Hannes Voigt + others
In the past Neo4j has hosted students from TU Eindhoven, KTH, University of Leipzig, TU Munich, LTH.

Ph.D. scholarships

Building on our successful track record of collaboration with leading research-intensive universities, Neo4j are able to offer a limited number of bursaries for Ph.D. studentships to investigate areas of research interest in graph databases and related fields. Available bursaries are announced through partner universities.

Previously Neo4j has sponsored students from Newcastle University and Birkbeck University of London.

Post-Doctoral funding

Neo4j researchers collaborate with leading research institutions on the most challenging graph database research problems. Funding is made available to partner universities for post-doctoral staff to work on medium-term systems research in graph databases.

Presently Neo4j is working with Newcastle University, LIRIS, and UC Berkeley.

Collaborations

Examples of Neo4j’s current and past research collaborations can be found below.

Ongoing Academic Projects

Newcastle University (UK)

Neo4j is engaged with the team lead by Dr Paul Ezhilchelvan and Prof Isi Mitrani working on novel transaction protocols for graph databases. The work has involved the design, modeling, verification and implementation of new kinds of transaction processing protocols for scalable, fault-tolerant graph databases. The work is an ongoing collaboration with Ph.D. students on the team having the opportunity to intern at Neo4j as part of their studies.

Ongoing Academic Projects

LIRIS (France)

Neo4j support the ongoing work of Prof Angela Bonifati and her team on query languages for graphs, including both Neo4j’s Cypher and the forthcoming ISO GQL standard.
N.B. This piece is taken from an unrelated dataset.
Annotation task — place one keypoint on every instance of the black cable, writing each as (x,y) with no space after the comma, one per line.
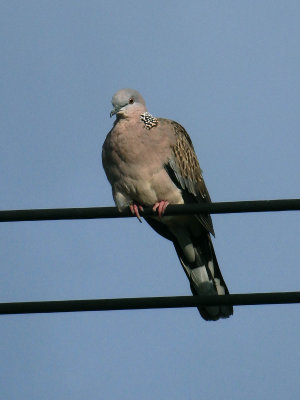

Multi-Institution Projects

ACTiCLOUD

An EC funded H2020 research project to create elastic infrastructure for the cloud, including servers with large aggregate RAM and cores. As part of this work, Neo4j performed research to exploit the aggregate resources provided by the underlying platform by extending the Cypher runtime and query planner to execute queries in a parallel and NUMA-aware fashion.

Even on standard hardware the results of this research means that Cypher queries can be parallelized and have locality cost built into their query plans. Since Neo4j 5.13, users have been able to efficiently run large graph analytics jobs in the database that have previously been the domain of compute platforms, using the parallel runtime, without custom code.

Multi-Institution Projects

LDBC

Neo4j was a founding member of the Linked Data Benchmark Council (LDBC). LDBC is an independent authority for specifying benchmarks, benchmarking procedures and verifying/publishing results for software systems designed to manage connected data. Since its foundation other database vendors have joined the effort, including: Oracle, IBM, AWS, and SAP.